BY my count, Black & Blue (Orion, £16.99 in UK) is Ian Rankin's ninth DI John Rebus novel and, for half of its length, it is as good as anything he has written. It is probably the most ambitious work in the series, a long, rambling odyssey that follows Rebus from his usual stamping ground of Glasgow to Edinburgh, to Aberdeen, and then on to the oil fields in the North Sea in his search for the serial killer known as Johnny Bible.
Boozy, surly and selfdestructive, Rebus has his own problems in the department, where he is being investigated for colluding in a frame up of the original Bible John, who killed women back in the Sixties and whom the present psychopath is imitating. Unfortunately, Rankin brings in too many plot strands, becomes hopelessly embroiled in them, and has to employ a Patricia Cornwell gimmick of wheeling on a new character right at the end to unveil his killer. At almost four hundred pages, the book is much too long, but with its adipose tissue slathered off it would have been excellent of its type. Rankin is much too good a crime writer to become bogged down in issues, so let us hope that in his next case Rebus returns as lean, mean and laconic as he used to be.
In The Killer's Game (Macmillan, £16.99 in UK), Jay R. Bonansinga makes use of the hoary old chestnut of the misdiagnosis which leaves a man thinking he has only days to live. In this case, the apparently doomed guy is ace hit man Joe Flood, a good Catholic who does not believe in suicide. So, in order speedily to shuffle off this mortal coil, he puts a contract out on himself six million dollars to the colleague who can terminate him with extreme prejudice. Of course, he now finds that the doctors have made a mistake, but it is too late to revoke the hit and he has to go on the run.

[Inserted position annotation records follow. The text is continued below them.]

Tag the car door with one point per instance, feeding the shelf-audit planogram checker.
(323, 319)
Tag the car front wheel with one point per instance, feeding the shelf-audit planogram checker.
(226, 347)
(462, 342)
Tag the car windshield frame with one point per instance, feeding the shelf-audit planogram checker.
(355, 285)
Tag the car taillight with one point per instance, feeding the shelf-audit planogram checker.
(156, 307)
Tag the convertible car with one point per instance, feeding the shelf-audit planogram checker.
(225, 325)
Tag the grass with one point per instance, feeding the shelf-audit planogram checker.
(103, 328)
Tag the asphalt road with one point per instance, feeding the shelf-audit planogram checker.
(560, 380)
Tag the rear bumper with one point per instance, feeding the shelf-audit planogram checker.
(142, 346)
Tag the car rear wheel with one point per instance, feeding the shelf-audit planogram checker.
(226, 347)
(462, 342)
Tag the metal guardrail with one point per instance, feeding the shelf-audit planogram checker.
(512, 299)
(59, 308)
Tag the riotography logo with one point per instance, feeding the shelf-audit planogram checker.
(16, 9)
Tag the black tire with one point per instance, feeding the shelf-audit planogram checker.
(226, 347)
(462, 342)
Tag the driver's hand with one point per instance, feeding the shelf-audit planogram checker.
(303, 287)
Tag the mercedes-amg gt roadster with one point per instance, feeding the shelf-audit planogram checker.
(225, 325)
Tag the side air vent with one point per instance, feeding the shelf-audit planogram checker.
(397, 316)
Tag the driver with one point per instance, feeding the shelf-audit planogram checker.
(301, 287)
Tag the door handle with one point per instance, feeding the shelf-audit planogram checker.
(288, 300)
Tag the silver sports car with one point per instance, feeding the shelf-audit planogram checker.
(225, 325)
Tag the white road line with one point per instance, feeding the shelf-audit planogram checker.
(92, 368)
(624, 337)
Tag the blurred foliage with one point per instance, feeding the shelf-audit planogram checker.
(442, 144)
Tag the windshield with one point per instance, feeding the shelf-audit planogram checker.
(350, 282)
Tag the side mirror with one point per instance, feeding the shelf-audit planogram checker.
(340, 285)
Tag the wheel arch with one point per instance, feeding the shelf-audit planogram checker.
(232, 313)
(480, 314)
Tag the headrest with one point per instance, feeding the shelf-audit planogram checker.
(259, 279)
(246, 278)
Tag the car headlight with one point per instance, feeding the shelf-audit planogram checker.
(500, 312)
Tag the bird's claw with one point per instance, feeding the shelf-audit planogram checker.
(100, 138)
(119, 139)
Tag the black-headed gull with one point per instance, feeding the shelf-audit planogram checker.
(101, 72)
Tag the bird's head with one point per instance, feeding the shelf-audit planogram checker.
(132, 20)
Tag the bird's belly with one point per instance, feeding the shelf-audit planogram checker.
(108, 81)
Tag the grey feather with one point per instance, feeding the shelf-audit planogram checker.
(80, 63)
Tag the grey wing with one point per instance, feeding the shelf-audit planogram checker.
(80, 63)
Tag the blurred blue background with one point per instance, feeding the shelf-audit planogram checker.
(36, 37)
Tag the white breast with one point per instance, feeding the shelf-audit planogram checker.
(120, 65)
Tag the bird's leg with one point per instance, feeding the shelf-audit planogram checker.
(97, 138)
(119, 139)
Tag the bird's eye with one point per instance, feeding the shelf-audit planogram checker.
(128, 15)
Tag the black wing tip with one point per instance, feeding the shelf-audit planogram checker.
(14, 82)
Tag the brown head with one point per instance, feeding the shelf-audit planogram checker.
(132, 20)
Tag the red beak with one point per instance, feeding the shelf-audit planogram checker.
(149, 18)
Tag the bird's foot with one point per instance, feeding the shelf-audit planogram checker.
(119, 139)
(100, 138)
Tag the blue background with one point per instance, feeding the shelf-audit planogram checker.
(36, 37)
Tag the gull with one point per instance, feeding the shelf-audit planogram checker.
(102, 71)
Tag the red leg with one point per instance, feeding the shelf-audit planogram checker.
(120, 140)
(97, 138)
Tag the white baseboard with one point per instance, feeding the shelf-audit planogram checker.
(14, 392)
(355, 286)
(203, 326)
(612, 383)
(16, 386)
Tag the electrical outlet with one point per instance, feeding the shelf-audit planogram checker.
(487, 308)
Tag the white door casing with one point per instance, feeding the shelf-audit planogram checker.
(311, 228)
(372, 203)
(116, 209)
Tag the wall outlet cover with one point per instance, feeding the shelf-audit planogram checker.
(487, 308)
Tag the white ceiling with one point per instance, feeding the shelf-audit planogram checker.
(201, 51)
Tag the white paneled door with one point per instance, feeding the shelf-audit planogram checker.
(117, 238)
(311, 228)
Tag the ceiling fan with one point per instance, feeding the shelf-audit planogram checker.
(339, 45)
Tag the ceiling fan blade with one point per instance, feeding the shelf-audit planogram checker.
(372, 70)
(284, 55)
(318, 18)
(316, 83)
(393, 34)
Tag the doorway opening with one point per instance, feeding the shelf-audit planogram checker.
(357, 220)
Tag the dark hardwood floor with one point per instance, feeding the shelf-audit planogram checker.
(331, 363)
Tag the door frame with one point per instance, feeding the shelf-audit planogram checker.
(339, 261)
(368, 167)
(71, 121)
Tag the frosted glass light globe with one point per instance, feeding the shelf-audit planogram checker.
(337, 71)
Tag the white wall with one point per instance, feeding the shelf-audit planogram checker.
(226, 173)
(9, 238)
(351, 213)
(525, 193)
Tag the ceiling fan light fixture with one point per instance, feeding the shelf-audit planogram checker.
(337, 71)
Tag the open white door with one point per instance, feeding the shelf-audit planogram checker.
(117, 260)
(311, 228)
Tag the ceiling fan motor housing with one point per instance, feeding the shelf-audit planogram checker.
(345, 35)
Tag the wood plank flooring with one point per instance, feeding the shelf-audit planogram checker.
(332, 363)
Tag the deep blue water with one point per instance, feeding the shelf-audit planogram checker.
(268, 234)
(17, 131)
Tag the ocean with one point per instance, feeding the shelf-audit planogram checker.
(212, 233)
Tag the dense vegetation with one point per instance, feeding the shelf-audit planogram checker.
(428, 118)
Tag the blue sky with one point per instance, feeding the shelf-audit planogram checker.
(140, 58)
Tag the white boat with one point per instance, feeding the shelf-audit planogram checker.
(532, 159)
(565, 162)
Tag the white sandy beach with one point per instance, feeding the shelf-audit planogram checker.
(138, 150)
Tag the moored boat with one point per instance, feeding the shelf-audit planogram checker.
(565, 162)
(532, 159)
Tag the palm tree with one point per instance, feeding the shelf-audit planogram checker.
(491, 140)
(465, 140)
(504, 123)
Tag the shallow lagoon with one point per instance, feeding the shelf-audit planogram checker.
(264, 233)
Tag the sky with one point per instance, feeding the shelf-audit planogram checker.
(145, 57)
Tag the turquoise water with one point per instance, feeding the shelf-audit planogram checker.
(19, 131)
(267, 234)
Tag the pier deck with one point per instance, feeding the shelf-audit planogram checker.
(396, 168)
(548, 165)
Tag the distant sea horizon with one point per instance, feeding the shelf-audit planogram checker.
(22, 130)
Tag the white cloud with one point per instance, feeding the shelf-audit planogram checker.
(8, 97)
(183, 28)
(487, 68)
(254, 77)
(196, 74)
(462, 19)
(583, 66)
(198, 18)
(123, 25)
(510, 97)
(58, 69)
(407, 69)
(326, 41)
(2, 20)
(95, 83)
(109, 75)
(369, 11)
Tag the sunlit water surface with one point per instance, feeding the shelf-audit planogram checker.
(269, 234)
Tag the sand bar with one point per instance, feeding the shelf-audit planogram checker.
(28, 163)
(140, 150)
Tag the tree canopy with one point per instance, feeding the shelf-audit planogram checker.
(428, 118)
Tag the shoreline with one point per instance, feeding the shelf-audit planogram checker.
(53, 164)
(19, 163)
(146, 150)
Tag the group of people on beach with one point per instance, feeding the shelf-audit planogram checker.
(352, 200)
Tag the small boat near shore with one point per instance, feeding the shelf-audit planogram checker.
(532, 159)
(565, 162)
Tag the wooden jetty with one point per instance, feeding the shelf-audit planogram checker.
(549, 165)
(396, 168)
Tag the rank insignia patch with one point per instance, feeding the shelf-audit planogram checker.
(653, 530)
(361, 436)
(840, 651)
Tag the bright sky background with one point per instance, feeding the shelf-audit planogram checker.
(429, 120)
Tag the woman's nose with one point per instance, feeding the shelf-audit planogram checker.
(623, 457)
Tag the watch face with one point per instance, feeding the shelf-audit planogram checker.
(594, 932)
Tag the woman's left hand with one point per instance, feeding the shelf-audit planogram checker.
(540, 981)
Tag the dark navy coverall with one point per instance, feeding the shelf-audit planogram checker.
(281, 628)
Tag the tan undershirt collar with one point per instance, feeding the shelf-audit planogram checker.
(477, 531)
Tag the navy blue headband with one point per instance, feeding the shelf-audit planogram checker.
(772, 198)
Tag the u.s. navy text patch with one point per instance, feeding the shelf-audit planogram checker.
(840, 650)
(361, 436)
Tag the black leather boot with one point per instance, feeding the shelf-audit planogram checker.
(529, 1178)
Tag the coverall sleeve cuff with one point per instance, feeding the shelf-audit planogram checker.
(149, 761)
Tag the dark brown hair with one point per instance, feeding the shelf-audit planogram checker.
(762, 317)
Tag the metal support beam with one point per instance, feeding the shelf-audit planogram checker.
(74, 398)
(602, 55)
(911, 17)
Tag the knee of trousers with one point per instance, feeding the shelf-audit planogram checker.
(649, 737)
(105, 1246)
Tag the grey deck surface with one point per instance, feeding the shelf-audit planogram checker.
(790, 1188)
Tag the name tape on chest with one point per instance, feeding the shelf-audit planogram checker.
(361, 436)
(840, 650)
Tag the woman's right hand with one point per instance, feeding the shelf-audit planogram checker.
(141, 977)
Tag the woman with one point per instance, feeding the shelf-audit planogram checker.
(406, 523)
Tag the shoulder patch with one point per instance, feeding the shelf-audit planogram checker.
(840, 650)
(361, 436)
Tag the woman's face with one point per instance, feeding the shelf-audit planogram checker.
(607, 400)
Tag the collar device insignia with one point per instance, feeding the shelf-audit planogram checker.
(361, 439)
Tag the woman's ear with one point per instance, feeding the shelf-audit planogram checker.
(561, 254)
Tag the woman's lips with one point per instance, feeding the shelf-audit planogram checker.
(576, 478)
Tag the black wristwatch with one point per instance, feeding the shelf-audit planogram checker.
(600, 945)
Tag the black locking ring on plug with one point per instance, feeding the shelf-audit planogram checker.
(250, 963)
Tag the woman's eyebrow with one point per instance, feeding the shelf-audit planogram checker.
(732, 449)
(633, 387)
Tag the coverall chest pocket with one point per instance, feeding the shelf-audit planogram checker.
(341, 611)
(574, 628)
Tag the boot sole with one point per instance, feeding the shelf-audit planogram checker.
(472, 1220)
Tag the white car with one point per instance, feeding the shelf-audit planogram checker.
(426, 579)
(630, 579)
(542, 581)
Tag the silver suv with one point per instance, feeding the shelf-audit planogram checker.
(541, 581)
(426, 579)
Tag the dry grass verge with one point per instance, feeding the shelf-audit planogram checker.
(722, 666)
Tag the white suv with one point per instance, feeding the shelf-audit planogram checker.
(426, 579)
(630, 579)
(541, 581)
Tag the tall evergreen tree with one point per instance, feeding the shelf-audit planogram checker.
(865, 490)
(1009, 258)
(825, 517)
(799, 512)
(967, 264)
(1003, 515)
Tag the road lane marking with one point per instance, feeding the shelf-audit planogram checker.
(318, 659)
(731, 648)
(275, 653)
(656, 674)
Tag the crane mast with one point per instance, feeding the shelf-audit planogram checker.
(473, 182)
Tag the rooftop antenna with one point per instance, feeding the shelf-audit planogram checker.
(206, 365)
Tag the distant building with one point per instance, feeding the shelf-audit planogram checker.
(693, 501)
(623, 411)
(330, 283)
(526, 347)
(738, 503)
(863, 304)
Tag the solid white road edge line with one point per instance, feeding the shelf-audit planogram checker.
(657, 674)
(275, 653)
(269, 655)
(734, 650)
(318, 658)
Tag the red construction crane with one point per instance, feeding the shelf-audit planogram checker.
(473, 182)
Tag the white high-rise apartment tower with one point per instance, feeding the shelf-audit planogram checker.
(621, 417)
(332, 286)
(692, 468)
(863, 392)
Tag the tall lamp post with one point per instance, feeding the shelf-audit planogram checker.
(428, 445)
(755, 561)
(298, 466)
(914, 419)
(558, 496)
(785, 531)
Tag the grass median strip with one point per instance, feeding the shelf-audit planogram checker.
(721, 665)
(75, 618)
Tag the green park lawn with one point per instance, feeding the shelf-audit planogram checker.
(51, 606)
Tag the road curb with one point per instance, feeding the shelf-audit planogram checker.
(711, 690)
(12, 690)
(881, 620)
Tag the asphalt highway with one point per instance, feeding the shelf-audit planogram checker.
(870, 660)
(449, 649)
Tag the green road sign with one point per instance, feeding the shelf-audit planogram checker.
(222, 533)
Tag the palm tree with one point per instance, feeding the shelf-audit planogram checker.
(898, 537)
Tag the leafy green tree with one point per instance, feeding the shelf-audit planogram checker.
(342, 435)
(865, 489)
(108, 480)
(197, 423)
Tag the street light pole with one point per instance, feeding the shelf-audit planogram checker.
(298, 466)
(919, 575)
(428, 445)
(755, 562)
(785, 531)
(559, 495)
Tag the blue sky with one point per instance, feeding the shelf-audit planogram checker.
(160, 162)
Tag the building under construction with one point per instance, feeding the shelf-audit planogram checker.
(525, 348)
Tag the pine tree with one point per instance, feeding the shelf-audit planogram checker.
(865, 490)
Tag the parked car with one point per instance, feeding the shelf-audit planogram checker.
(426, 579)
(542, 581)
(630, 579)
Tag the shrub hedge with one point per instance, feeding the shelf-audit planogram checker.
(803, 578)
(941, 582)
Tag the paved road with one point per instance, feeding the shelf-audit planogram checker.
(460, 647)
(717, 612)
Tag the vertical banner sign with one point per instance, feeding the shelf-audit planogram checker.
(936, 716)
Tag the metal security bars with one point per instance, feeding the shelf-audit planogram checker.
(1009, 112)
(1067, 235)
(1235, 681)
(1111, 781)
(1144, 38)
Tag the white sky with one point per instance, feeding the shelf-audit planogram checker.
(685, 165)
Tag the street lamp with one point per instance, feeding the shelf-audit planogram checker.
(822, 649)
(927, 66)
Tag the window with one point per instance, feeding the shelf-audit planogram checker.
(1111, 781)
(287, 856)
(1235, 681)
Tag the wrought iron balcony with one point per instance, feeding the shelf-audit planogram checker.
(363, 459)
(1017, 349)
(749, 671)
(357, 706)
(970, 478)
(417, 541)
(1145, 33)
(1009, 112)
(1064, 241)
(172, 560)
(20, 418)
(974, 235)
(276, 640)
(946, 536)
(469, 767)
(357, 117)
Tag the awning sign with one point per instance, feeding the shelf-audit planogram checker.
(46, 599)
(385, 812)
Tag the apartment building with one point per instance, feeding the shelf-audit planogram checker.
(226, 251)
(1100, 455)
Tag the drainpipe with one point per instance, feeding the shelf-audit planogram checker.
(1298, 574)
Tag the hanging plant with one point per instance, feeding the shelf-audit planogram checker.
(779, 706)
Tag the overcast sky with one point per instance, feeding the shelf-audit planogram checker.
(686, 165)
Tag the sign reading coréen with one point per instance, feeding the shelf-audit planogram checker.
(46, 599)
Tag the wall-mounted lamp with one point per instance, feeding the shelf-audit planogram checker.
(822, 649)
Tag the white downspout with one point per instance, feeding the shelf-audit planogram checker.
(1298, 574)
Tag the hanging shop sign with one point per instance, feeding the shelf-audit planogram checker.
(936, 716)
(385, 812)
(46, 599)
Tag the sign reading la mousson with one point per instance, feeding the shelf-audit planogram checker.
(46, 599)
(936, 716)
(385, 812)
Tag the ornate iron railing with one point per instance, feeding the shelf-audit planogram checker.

What follows is a series of action set ups and escapes in the best comic book traditions, with Joe being helped by the love of a good woman and enough firepower to start a small war. Enjoyable enough on a rather simplistic level, rather like the "Tummy Nummers" our hero drinks, made up of one part Bailey's to three parts Maalox.
Gregory Hall's A Cement of Blood (Michael Joseph, £16.99 in UK) is another big book that goes on a bit too long. Leisurely over the first three hundred pages - which deal with ancient family quarrels, wrongful inheritance and sinister deeds - it suddenly breaks into a gallop as the lawyer heroine, Sarah Hartley, seems to realise that she is in danger of losing everything is she doesn't unmask a murderer and cause right to conquer over evil. Mr Hall writes well, his setting of a small country town and the interlinked wickedness it can breed being very well done. I enjoyed the book, but the unevenness of pace served, at times, to irritate.
What a Patricia Cornwell novel without Dr Kay Scarpetta? Word of honour; not a sign of the lady in Hornet's Nest (Little, Brown, £16.99 in UK), but never fear, it's not only sheep that can be cloned, and in Deputy Chief of Police Virginia West we have an almost exact Doppelganger for the redoubtable forensic scientist. The plot revolves around the murders of out of town businessmen, and how West copes with the investigation, a nosy reporter, bureaucracy, her nicotine intake and her sexuality. Cornwell can do no wrong, it seems, and this offering will soon jump to the top of the bestseller lists. No accounting for taste.
Minette Walters is another crime writing lady whose popularity puzzles me. In The Echo (Macmillan, £16.99 in UK), she offers another of her turgid and slapdash creations, impregnated with dark doings, bizarre behaviour, over the top purple prose, and a plot line that is as convoluted as a ram's horn. It kicks off with the discovery of the body of an emaciated man in the garage of a rich and beautiful woman, whose own husband has been reported missing. A journalist comes to nose about, gets involved with mysterious Mrs Powell - why does the sickly scent of roses linger in her parlour in December? - a runaway lad called Terry is introduced, more baroque happenings occur, and the book descends into a mish mash of artifice and unlikely coincidence. Not for me, but there are thousands, nay, millions, who will love it.
In Jack and Jill (HarperCollins, £16.99 in UK), James Patterson gives us a third helping of his black Washington police detective, Alex Cross. Once again he is on the trail of a serial killer - this time the slaughterer of high profile politicians. Mr Patterson writes a slam bang type of prose that whacks along at a terrific pace, very seldom stops for reflection or explication, and blasts the reader with the percussion of a nightmare with noise. Not for maiden aunts or those of a sensitive disposition.
Jeffery Denver has come up with an interesting sleuth in his The Bone Collector (Hodder & Stoughton, £16.99 in UK). He is Lincoln Rhyme, a forensic criminologist, who, injured in an accident, has become a quadraplegic, able only to move his head and shoulders and one finger. Depressed and contemplating suicide he receives a call from a policeman he used to work with, asking for help in a serial kidnapper case. At first loath to become involved, Rhyme slowly gets obsessed with the sociopath known as The Bone Collector. Marooned in his New York apartment - a la Nero Wolfe - our hero uses a young police woman as his emissary to activate the schemes he comes up with to unmask the killer. The tension here is generated by Rhyme's sorting through the clues in order to prevent further crimes, and I must say Mr Denver has made a very good fist of scarding the pants off his readers. One to be read during daylight hours, and most definitely not in a taxi.
Finally to Bartholomew Gill and his The Death of an Irish Sea Wolf (Macmillan, £16.99 in UK). This is the twelfth Chief Superintendent Peter McGarr mystery, all set in an Ireland that only the tourist can know. Complete with misty green fields, quaint speech, Quiet Man characters and a sugary, olde worlde charm, the books exhibit an old fashioned tilt that sticks in the craw. In this one, McGarr is sent to Clare Island to investigate weird goings on, some disappearances and a death. The past intrudes on the present, debts are repaid, and a dying fall is achieved. Blandness is the chief quality here.